DmitryPolukhin created this revision.May 20 2020, 8:23 AM
Herald added a project: Restricted Project. · View Herald TranscriptMay 20 2020, 8:23 AM
DmitryPolukhin edited the summary of this revision. (Show Details)May 20 2020, 8:25 AM

Fix clang-tidy warnings

Fixed second string after new line + more test case

Thanks for doing this! I didn't work on the YAML parser before, so I cannot give formal approval.

llvm/lib/Support/YAMLTraits.cpp
888

I wonder whether using StringRef::split() would lead to an easier implementation (https://llvm.org/doxygen/classllvm_1_1StringRef.html#af0284e4c41c0e09c0bc4767bc77a899d)

DmitryPolukhin marked an inline comment as done.

+ @gribozavr, @Eugene.Zelenko, @thegameg who touched/reviewed this code, please take a look.

llvm/lib/Support/YAMLTraits.cpp
888

I'm not sure that it will be easier to read or more efficient (StringRef::split will require additional vector).

mgehre added inline comments.Jun 2 2020, 11:08 AM
llvm/lib/Support/YAMLTraits.cpp
888

I don't expect the difference in efficiency to be noticable, but the code would look like

SmallVector<StringRef, 2> Lines;
StringRef(Val).split(Lines, '\n');
bool First = true;
for (StringRef Line: Lines) {
  if (First)
    First = false;
  else
    Out << '\n';
  Out << Line;
}

which I personally find easier to follow than CurrentPos, LineBreakPos and their arithmetic.
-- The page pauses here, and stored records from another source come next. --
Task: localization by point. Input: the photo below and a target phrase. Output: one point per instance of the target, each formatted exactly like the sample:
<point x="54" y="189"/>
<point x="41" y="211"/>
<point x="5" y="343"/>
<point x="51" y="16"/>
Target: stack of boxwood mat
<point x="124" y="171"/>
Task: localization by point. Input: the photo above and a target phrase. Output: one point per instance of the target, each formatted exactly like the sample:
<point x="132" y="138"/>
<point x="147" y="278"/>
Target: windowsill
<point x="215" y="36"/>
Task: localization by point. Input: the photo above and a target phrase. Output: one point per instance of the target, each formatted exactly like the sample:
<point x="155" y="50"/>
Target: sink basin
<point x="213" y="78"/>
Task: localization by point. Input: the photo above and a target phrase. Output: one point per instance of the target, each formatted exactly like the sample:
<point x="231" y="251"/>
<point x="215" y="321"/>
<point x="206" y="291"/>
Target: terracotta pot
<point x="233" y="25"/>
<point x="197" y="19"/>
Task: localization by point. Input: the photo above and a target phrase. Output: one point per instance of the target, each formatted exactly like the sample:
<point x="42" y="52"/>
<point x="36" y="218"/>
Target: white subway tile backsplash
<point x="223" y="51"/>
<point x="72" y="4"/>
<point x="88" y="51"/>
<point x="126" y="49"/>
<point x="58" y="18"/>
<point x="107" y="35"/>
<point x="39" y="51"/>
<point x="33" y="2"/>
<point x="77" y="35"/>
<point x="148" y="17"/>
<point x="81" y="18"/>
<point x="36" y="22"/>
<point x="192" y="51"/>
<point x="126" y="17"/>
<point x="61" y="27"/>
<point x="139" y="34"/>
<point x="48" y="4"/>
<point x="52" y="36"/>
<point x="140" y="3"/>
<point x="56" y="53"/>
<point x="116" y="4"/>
Apply suggested changes with string split

DmitryPolukhin marked an inline comment as done.Jun 4 2020, 1:45 PM
njames93 added inline comments.Jun 4 2020, 3:15 PM
llvm/lib/Support/YAMLTraits.cpp
888

If you want to do the same here...

SmallVector<StringRef, 8> Lines;
Scalar.split(Lines, "\n\n");
Val = llvm::join(Lines, "\n");
return StringRef();
DmitryPolukhin marked an inline comment as done.

Rewrite input string split too

DmitryPolukhin marked 2 inline comments as done.

Fix spelling

DmitryPolukhin added inline comments.Jun 5 2020, 4:22 AM
llvm/lib/Support/YAMLTraits.cpp
888

Personally I don't like approach with string split because it is potentially less efficient due to memory allocations in case of multiple newlines that can be avoided. BUT I would like to move the needle and fix this real bug in clang ASAP. So I'm ready to rewrite it to something that (1) works and (2) moves review forward. So thank you for review and please take another look.
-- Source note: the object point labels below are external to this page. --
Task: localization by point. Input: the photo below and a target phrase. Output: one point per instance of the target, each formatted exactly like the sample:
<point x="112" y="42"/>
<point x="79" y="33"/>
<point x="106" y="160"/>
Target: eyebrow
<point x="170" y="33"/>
Fix single new line handling, it should be replace with space

@njames93 - friendly ping, could you please take another look.

It looks like there is no support for the proposed solution so I found alternative solution that might be even better. We can use double quotation " for multiline strings. It solves problem because in case of double quotation LLVM escapes new line like \n so there is no need to double newlines. Escaped newlines can be parsed correctly by other YAML parsers like pyyaml. BTW, LLVM YAML reading also has issue with not removing leading spaces for multiline strings so multiline strings serialised by pyyaml with single quotation cannot be parsed correctly by clang-apply-replacements. With double quotation it seems to work fine in both directions.

What do you think about using double quotation for multiline strings?

Use double quotation for multiline strings. It solves problems with internal newlines because now they are escaped. Also double quotation solves the problem with leading whitespace after newline. In case of single quotation YAML parsers should remove leading whitespace according to specification. In case of double quotation these leading are internal space and they are preserved. There is no way to instruct YAML parsers to preserve leading whitespaces after newline so double quotation is the only viable option that solves all problems at once.

DmitryPolukhin retitled this revision from [yaml][clang-tidy] Fix new line YAML serialization to [yaml][clang-tidy] Fix multiline YAML serialization.Jun 24 2020, 3:09 AM
DmitryPolukhin edited the summary of this revision. (Show Details)
DmitryPolukhin edited the summary of this revision. (Show Details)

@njames93 and @aaron.ballman - please take a look to this diff. Multiline replacements in YAML are broken and cannot be applied correctly.

aaron.ballman accepted this revision.Jul 7 2020, 7:07 AM

LGTM, this seems like a pretty clean solution. Thanks!

This revision is now accepted and ready to land.Jul 7 2020, 7:07 AM
This revision was automatically updated to reflect the committed changes.

@aaron.ballman - thank you for the review!